# urgent help needed with bearded dragon baby



## bladesftp (Jan 3, 2009)

hello i have recently got a bearded dragon she is about 12 weeks old and is my first ever lizard normally stick to snakes

went out today and came home to find her looking a bit funny in the tank 

she cant walk forward in is leaning to one side all she is doing when i touch her is death rolling around the viv

her temp is 105F basking

and humidity is 20 - 30%

she ate yesterday but isnt eating today

any idea whats wrong

here is a pic of how she is laying i took her out of viv to take pic


----------



## cathandtam (Jan 8, 2009)

hi, 
the temps are a little low for such a small dragon. 110 to 115 basking spot is needed. 
what have you been feeding her? what suppliments have you been dusting with? what uv bulb and how far away from the basking spot? is she drinking?

hate to say it but a vet trip is necessary!


----------



## bladesftp (Jan 3, 2009)

dust her crickets with nutrabol her uvb 10.0 light is about 8-10" from basking spot

shes drinking when we spray her


----------



## cathandtam (Jan 8, 2009)

how often do you dust with nutrabol?


----------



## bladesftp (Jan 3, 2009)

every other feed usually so once a day


----------



## Razaiel (Oct 17, 2006)

Sounds like you need to get her to the vet quickly - that definitely isn;t normal.
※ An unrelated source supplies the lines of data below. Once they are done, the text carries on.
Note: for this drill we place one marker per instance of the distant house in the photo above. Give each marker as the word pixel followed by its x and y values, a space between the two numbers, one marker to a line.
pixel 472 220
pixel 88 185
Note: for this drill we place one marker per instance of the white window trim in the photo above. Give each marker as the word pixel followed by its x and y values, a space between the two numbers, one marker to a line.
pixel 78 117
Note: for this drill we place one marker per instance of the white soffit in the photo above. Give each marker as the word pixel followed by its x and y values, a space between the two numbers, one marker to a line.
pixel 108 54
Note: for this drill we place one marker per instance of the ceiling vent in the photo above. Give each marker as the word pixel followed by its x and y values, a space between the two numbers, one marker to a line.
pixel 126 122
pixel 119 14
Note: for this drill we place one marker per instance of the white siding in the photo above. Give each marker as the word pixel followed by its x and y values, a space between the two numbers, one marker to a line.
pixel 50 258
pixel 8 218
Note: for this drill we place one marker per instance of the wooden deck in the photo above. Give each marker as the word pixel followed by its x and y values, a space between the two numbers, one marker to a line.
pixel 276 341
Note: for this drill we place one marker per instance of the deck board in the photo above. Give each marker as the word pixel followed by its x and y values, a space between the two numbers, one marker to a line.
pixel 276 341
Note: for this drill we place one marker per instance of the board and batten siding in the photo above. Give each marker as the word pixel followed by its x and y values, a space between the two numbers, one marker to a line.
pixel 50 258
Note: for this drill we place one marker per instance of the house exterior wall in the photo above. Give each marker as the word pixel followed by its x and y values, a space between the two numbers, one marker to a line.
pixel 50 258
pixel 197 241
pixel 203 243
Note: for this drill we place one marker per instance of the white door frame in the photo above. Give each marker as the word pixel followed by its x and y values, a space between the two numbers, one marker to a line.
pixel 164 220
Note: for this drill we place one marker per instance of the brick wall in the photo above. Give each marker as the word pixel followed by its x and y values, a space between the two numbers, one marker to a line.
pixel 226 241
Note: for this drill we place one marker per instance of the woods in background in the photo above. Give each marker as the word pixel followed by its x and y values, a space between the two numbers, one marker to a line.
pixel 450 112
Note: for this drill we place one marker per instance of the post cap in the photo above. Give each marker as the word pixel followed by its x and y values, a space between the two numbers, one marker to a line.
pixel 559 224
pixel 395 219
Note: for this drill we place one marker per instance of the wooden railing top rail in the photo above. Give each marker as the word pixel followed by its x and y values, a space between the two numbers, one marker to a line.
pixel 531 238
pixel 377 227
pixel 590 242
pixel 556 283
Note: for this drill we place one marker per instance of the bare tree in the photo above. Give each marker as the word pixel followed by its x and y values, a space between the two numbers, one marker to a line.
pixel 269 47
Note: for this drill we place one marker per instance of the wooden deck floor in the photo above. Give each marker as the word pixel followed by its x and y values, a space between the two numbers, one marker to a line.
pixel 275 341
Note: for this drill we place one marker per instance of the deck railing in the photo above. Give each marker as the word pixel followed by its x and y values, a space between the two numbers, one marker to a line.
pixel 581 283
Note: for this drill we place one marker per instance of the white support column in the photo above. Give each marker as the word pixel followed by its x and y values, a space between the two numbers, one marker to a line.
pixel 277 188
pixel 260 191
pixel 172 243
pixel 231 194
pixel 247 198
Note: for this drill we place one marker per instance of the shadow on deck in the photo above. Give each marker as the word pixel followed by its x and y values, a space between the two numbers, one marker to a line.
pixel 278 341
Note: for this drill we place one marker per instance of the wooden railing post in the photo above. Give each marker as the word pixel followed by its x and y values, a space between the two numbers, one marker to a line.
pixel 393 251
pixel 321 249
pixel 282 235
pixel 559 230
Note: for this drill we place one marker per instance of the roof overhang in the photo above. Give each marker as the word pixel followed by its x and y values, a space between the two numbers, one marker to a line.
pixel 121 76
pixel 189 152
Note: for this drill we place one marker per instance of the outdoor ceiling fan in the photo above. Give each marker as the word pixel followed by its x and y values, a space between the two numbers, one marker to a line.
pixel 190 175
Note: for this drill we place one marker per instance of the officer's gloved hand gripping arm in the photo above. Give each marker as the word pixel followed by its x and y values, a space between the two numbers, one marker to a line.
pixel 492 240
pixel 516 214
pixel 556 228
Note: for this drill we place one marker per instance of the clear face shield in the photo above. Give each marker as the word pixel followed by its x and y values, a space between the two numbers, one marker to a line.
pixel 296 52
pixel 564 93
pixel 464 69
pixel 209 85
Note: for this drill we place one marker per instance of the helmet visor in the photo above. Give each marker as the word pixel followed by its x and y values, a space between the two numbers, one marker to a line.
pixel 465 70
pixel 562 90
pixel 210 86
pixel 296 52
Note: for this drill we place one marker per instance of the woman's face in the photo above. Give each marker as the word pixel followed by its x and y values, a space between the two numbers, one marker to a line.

I hope she's OK.


----------



## cathandtam (Jan 8, 2009)

thats far too often. 
you are overdosing the poor wee guy on vitamin d3. this can cause siezures in reptiles. stop using the nutrabol everyday!. 
they need a calcium suppliment without vitamins on 1 feed per day. we use calypso calcium dust for 5 days per week and nutrabol on the other 2 days. you need to check with a vet about the unintentional overdose and get some pure calcium without vits to dust 5 days per week. only use your nutrabol 2 days per week. i would give nice warm baths and get to a vet soon. don't feed anything bigger than the space between his eyes as this can cuase problems as well. 
are you using a tube for uv or a coil bulb? the coils can also cause problems with their eyes and severe lethargy.


----------



## bladesftp (Jan 3, 2009)

ah ok i was told by the breeder to dust every day 

just spoke to the vet and they are gonna try to see her tonight but she wont be there for 2 hours yet

out of hours fee is £200 but ill pay £1000 to help the little girl

using a uv tube 

cheers for ya help ill keep ya all updated


----------



## cathandtam (Jan 8, 2009)

glad you have been in touch with the vet. 
they are a reptile vet? just that our local vet doesn't do reps they refer us to the local vet uni where they have a fantastic reputation. we do get wormers etc from the vet but they always check with they uni as to doses etc. if its not a rep vet they will only refer you and charge you for the referal and the emergency call out. 

and the breeder was right in a way. you do need to dust everday but they should have explained about the calcium dust and the nutrabol. 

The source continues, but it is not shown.